Pega System
Principal Cloud Development Engineer - ML & AI
June-2021 to PRESENT
- Implemented Service mesh practices such as traffic management, security, deployment, Session Affinity using Istio
- Managing Kubernetes environment(s) for multi-tenant application deployment, upgrade. security, scalability, HA using Terraform, EKS, Helm Charts
- Implemented Design Patterns such as Retry, Circuit breaker, Ratelimit using istio & Gloo Edge
- Implemented Canary Deployment using ArgoCD in K8S Cluster
- Implementing the Observability practices (metrics, traces, logging) using prometheus, jaeger, fluentd & newrelic
Principal System Engineer - Cloud
Oct-2018 to May-2021
- Design, Develop, deploy and maintain the high available, scalable and reliable microservice architecture
- Identifying the pain points in the operations and automating the solutions to reduce the toil
- Develop automations to decrease the Mean Time To Detect and Mean Time to Recovery
- Design and implement the Event Driven Auto Remediation for critical alerts triggered by datadog and Pega APM
- Design and implement observability practices such as logging, metrics, tracing using open source softwares such as prometheus, grafana, Elasticsearch - Beats for microservice architecture
- Design solutions to measure uptime, availability, cost-optimization, capacity monitoring.
- Proactive monitoring for a large fleet of cloud resources and reporting them and designing the solutions to fix the addressed issues.

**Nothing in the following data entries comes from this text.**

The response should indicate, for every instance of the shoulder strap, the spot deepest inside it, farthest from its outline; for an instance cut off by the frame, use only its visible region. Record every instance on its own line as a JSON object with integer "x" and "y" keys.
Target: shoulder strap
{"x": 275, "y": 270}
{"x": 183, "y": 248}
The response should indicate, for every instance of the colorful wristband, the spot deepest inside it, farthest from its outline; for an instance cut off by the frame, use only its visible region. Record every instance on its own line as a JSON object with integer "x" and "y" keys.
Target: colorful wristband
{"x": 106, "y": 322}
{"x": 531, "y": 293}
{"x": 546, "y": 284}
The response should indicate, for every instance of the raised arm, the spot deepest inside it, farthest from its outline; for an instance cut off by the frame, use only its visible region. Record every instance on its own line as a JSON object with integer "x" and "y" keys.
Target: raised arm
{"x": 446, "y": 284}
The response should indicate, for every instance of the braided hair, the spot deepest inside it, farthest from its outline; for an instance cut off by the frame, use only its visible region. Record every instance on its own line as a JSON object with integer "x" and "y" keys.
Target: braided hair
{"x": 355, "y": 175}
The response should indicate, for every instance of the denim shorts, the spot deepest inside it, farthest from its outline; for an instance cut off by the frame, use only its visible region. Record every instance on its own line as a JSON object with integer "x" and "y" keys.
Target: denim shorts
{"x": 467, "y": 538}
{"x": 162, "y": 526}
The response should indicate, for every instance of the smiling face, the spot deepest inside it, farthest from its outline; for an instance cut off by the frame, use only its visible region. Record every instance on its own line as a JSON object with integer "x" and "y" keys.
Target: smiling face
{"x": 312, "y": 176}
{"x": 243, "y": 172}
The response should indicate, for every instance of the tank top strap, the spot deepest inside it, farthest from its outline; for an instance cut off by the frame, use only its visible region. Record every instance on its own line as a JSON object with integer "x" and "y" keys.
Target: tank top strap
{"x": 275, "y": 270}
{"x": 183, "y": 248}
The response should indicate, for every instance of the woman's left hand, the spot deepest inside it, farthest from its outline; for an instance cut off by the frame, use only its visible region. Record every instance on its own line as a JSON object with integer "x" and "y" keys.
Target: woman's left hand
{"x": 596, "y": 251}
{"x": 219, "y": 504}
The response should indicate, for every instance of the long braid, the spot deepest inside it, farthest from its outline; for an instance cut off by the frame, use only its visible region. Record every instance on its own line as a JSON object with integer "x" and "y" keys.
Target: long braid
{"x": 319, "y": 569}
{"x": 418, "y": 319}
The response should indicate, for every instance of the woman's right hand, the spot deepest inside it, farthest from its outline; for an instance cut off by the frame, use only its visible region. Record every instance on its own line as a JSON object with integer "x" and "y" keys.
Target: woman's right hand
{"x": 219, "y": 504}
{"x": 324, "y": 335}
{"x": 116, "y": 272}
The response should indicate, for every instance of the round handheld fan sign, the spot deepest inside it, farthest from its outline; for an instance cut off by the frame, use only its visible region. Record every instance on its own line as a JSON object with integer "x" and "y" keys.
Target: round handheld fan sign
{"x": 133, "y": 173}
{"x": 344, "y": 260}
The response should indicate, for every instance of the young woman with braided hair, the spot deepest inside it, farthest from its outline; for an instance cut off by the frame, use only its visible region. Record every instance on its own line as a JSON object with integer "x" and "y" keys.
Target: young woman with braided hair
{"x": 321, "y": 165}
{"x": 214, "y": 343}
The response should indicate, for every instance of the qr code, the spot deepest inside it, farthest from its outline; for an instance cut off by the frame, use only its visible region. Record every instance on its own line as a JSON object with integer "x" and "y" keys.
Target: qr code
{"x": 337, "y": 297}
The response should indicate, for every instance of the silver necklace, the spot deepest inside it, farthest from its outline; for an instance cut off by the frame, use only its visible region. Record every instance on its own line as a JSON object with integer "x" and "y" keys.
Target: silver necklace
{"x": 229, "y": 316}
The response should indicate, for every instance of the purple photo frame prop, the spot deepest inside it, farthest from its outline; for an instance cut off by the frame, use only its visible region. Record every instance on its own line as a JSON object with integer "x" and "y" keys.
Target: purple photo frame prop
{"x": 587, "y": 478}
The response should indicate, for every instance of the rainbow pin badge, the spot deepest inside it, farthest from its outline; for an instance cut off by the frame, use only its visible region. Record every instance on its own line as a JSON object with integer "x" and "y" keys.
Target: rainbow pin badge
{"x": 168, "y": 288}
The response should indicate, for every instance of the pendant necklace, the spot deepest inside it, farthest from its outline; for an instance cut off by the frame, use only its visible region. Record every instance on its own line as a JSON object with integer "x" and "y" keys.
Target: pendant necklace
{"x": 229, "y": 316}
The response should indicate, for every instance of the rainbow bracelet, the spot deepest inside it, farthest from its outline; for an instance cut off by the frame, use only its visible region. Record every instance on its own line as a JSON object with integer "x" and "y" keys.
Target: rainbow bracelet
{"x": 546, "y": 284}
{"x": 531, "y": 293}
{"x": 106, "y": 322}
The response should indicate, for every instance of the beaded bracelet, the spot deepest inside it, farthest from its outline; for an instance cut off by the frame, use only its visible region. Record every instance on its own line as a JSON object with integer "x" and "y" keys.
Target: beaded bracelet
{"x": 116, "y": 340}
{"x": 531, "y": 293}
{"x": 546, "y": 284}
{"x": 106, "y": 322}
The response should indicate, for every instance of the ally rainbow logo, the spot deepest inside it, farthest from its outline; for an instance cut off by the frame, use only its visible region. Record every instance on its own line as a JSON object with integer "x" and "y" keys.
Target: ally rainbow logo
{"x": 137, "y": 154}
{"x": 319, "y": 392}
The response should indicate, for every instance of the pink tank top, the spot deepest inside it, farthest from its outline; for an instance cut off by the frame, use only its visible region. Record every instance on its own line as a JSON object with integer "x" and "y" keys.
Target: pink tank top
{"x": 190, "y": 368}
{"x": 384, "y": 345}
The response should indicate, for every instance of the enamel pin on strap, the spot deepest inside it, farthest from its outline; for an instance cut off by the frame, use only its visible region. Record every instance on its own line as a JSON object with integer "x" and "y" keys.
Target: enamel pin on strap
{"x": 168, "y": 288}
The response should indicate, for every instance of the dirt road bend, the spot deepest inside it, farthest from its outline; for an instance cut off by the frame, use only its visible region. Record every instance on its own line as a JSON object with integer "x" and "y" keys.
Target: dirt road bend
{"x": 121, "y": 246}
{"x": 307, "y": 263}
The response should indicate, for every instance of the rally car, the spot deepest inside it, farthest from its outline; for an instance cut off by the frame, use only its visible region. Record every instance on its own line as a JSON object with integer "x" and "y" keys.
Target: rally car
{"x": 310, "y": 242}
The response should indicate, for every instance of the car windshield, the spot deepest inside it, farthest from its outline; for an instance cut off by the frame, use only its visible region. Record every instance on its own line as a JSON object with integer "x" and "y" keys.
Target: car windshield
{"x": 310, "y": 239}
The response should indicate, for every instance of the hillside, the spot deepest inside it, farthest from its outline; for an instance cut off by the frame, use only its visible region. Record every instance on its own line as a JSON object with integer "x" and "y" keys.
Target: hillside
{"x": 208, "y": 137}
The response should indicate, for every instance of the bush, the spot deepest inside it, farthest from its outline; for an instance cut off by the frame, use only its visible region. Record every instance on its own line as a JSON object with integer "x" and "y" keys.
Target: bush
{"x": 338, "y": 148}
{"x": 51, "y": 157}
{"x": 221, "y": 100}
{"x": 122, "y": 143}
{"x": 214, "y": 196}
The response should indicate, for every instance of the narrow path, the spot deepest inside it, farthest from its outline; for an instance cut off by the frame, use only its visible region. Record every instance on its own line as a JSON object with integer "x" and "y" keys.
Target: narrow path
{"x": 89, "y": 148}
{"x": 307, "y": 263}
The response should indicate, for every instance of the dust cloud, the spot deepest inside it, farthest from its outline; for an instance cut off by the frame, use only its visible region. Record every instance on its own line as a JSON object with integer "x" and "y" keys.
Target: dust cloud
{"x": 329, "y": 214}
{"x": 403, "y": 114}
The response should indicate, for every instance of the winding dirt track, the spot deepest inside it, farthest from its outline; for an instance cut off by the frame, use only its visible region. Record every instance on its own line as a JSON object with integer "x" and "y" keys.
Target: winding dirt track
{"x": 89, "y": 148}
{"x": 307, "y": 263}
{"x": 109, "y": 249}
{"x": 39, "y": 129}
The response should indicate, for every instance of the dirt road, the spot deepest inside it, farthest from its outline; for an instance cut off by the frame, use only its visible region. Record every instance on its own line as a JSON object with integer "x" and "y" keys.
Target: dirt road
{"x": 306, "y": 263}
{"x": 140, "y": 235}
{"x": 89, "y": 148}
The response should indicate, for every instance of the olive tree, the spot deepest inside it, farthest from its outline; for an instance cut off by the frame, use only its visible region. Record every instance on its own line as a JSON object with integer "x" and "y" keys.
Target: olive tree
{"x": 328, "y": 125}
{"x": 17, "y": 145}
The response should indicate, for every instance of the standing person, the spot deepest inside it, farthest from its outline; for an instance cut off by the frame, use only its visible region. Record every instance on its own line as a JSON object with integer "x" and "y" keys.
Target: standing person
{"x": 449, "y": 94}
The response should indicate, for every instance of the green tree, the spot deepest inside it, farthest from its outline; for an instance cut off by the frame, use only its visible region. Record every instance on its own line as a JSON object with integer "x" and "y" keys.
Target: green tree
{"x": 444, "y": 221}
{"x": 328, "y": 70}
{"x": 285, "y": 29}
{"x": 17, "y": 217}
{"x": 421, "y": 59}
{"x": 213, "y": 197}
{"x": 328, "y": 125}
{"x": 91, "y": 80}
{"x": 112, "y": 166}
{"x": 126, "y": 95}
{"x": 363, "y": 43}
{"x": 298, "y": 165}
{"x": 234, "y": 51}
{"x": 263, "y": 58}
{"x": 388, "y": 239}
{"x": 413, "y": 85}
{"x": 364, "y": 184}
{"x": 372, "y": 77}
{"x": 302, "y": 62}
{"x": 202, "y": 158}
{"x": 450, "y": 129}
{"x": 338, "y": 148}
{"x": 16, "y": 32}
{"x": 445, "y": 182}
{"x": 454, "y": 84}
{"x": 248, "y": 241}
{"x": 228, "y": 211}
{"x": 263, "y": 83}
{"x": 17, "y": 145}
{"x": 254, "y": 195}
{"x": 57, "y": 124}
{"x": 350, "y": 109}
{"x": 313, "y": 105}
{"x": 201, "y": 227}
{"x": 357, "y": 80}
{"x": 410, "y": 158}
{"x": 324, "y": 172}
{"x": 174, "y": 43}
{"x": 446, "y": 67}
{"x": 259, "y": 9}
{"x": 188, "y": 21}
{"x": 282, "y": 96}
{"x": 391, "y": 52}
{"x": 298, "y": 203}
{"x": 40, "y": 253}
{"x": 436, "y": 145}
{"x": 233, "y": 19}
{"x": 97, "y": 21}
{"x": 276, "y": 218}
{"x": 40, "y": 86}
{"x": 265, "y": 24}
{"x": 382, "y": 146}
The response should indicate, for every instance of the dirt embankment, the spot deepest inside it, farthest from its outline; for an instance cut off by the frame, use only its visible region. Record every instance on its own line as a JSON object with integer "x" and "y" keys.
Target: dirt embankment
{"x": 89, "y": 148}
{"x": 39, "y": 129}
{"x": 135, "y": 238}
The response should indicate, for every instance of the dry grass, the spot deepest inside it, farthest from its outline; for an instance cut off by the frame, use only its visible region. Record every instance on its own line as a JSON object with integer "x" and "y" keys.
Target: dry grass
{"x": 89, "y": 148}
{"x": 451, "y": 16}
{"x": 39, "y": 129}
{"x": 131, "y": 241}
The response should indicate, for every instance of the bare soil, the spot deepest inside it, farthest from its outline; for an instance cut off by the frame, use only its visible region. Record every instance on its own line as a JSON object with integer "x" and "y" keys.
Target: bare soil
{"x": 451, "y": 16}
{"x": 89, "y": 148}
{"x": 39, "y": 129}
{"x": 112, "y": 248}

- Designed and successfully implemented microservice architecture with best suited design patterns for reliable, scalable, secure applications in the cloud.
- Developed and deployed container orchestration using terraform, kubernetes, helm charts, kops.
- Developed and managed multiple Dockerfiles, compose files for containerized applications.
Automations
- Forensic Analysis: To reduce Mean Time to Detect the system outage, a python package is created to scan a fleet of instance’s cloudwatch logs for the given time window and display html output consisting of exceptions, timestamp, number of occurrences per instance along with the whole summary of cluster for the affected environment.
- Stack Health Validation: A consolidated status page of the particular client environment is designed using AWS SSM run command, python script to gather the indicators and health of the customer environment consisting of multiple tiers of instances.
- Database Health: SQL statements based on SOP along with postgresql’s psql utility to get the health of the postgres engine running in AWS RDS. It lists out long running queries, top tables by size, number of connections by clients, Vacuum and bloat info, list of schemas, etc..
- JVM dump collection & Analysis: A simple utility to get the thread dumps and heap dumps from the tomcat container and then push it to the analyzing tool.
- SLA and SLI Metrics: With the help of different AWS and datadog metrics, measuring the Service Level Availability and Indicators for the month for all clients.
- Event Driven Auto-Remediation: Handling of 3 types of alerts are automated using EDAR principles. The solution uses event source (Datadog/APM), SNS, Lambda, Python REST API and AWS SSM run commands to accomplish the tasks.
- Disk cleanup: It cleans the disk space usage in the ec2 instances.
- JVM OutOfMemory & Memory Analysis: It collects the heap dump, remediates the JVM, analyzes the heap dump and notifies over the Webex Chat.
- Kafka Offline Partitions or URP: It identifies the kafka broker which has offline partitions or under replicated partitions and recovers the service.
- Time Series metrics: Created kubernetes cronjob to run the python script (uses boto3 + Pandas) to collect the metrics using DB query from ~2000 RDS instances, feeds the output csv into InfluxDB. Grafana dashboards are created to display these metrics.